They say the world is dying. They say movies are dead. And they say movie musicals are definitely dead. But there is a cure to this savagery; there is an antidote to this absurdity. It is a movie. It is a musical. It is a musical about movies. It’s called La La Land and it is here to save your life.

But it won’t come to you. You must go to it. You have been wronged far too often, I know; the movies have wronged us all. They have stood us up, left us alone on rainy curbs, but you must put your faith in them, one last time, if only to restore it. You must run to La La Land.
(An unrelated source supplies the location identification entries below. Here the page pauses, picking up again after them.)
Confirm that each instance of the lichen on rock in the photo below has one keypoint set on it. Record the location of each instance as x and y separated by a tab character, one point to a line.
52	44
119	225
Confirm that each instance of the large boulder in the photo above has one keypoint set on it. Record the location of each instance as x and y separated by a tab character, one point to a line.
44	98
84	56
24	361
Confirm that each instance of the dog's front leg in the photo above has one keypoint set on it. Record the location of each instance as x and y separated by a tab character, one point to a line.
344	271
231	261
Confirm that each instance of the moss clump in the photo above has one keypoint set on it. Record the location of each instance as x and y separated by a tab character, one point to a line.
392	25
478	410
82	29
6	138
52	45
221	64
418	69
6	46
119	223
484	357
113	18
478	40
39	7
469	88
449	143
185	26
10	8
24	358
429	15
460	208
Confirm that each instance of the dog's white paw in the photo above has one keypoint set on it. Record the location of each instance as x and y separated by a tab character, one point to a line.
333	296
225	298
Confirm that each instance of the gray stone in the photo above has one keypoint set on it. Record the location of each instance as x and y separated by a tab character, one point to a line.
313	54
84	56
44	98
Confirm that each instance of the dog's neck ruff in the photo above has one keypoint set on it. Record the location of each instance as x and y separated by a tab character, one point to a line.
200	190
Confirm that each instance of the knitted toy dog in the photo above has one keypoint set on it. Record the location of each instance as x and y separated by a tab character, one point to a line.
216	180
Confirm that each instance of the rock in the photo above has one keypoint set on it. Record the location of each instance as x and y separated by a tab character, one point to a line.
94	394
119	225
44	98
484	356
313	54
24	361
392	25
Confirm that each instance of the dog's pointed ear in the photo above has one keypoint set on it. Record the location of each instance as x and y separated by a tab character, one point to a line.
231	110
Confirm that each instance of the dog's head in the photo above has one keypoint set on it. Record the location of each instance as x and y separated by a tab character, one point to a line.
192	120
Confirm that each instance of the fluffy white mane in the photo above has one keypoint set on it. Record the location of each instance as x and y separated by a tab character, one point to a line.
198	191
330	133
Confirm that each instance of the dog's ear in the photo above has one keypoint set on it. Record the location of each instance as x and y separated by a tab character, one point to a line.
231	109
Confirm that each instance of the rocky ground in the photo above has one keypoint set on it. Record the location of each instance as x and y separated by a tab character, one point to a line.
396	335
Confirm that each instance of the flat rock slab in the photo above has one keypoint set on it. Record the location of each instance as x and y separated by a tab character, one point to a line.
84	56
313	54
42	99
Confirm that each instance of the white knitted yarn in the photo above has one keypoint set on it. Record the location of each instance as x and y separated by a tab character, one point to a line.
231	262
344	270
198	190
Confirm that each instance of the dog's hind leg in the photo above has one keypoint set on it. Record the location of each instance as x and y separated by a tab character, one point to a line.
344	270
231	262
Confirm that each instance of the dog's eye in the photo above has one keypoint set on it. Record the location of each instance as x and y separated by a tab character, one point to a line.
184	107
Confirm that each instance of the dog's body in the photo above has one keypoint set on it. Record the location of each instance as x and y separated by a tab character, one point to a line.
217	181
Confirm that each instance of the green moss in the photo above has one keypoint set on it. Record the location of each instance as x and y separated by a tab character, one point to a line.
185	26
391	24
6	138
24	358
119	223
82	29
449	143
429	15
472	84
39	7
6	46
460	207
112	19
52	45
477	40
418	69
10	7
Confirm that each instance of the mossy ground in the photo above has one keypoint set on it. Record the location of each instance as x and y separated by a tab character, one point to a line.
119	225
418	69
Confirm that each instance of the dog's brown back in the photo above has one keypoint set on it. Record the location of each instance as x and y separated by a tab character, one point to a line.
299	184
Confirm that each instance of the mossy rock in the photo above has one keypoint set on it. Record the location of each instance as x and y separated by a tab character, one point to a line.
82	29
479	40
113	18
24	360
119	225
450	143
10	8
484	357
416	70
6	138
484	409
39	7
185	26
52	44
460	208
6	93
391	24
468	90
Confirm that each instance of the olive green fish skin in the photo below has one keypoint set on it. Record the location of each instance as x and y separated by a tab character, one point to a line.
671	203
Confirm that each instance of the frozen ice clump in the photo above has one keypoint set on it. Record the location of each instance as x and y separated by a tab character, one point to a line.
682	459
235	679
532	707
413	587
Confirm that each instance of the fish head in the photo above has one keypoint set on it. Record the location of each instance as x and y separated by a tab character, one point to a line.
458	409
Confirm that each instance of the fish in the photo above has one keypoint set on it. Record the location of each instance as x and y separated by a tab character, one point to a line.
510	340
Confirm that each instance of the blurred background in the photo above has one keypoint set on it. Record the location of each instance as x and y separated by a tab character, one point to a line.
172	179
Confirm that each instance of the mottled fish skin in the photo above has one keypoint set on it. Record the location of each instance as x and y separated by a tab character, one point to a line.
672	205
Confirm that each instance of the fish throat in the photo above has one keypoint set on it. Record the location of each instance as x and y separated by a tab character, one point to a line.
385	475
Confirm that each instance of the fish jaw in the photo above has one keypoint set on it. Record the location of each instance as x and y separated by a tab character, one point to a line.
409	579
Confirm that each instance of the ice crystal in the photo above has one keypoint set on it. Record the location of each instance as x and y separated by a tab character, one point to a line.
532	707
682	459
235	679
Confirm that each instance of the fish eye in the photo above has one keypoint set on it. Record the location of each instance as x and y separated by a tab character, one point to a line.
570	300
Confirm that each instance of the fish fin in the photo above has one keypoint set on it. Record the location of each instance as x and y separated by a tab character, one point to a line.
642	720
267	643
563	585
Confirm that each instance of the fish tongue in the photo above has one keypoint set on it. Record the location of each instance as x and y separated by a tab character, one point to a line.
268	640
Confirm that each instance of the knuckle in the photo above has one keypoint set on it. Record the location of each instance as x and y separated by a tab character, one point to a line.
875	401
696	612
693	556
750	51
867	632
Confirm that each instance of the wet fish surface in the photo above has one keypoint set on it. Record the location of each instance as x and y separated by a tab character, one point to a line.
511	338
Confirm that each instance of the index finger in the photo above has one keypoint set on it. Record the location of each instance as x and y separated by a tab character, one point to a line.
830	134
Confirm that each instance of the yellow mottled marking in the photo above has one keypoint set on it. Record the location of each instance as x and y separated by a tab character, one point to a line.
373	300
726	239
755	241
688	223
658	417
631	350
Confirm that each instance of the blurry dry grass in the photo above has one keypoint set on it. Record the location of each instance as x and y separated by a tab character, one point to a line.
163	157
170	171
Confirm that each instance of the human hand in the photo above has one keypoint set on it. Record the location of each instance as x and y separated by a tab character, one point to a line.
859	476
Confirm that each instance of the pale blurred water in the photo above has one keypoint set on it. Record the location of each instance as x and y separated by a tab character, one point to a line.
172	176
It is the story of two dreamers, lost in the City of Stars. He is an aspiring jazz pianist, and she, a hopeful actor with posters of Ingrid Bergman on her wall. Their paths cross, again and again and again in a montage of expertly choreographed numbers as they navigate the magic realism of La La Land, and struggle with their hopes and dreams in a city that can be as stifling as it is inspiring.

Save for a major upset, La La Land will win the Academy Award for Best Picture in February 2017 – not because it should – but because it absolutely must.

From its euphoric opening number, set on a Los Angeles freeway, to its final, melancholic moments, inside a jazz club; there is not a single moment, not a single glint in the eye, a single smile, a single swish of the dress that doesn’t completely envelope you with its irrepressible charm. It’ll sweep you off your feet, and for 2 hours, it’ll make you fall in love with the movies again.

It might even have the power to single-handedly revive the dying theatre-going experience. It may not be able to save the musical, but for as long as it exists – as long as movies exist – it will ensure that the respect this genre deserves is given to it, even as it takes its last bow, and limps off the stage, having danced to the bitter end.

And for as long as every Friday brings with it new attractions at the local theatre, Ryan Gosling and Emma Stone will be remembered as one of the most iconic romantic couples in Hollywood history, just like Humphrey Bogart and Lauren Bacall, or, keeping with the musical theme, Fred Astaire and Ginger Rogers.

There’s something enchanting about watching Ryan Gosling’s face, isn’t there... bathed in the neon of a Los Angeles night, and dripping in the magic hour twilight of its days. With more classics on his CV than most actors can manage in five-decade-long careers, can there be any doubt now that Ryan Gosling is a movie star in the league of Brando, De Niro, Jimmy Stewart and Cary Grant? I pity the person who walks away from this film, and its two central performances, not having been utterly astounded by its brilliance.

But who do we kneel before?

Shot by Linus Sandgren in Cinemascope (!), and on film (!), so beautifully that you could blindly pick any frame of La La Land, and frame it on your wall - it’s almost as if the camera is dancing with them. Los Angeles has never looked so good, and neither have its many iconic, cinematic locations that the movie twists and twirls between. Griffith Observatory, Angel’s Flight, Chateau Marmont… They’re all venerable old movie characters now. It was good to see them again.

But director Damien Chazelle, that champion of cinema… In times like these, when most people prefer staying at home, has given us a reason to march to the theatres once again. You could always watch La La Land on your mobile phone or laptop, but to experience it on the biggest screen possible is an opportunity not to be missed. And on IMAX, it was overwhelming. There was applause, there were groans, there was laughter. And there were tears.

Chazelle is leading the fight to preserve the magic of the movies. His previous film Whiplash was my favourite of 2014. La La Land is one of my favourites of all time. Depending on how life has treated you, its final moments will be either devastating or irrecoverably shattering. It’s one of the finest sequences ever put on film.

But now, it is time to wait, it is time to consume mediocrity that will surely kill us one day. But this time we wait with renewed faith. Perhaps it’ll be another year till something as great as this comes around. Perhaps it’ll be two. Perhaps we’ll be waiting all our lives. But at least now, we know that it is coming. There is hope yet. The movies are alive. You are alive.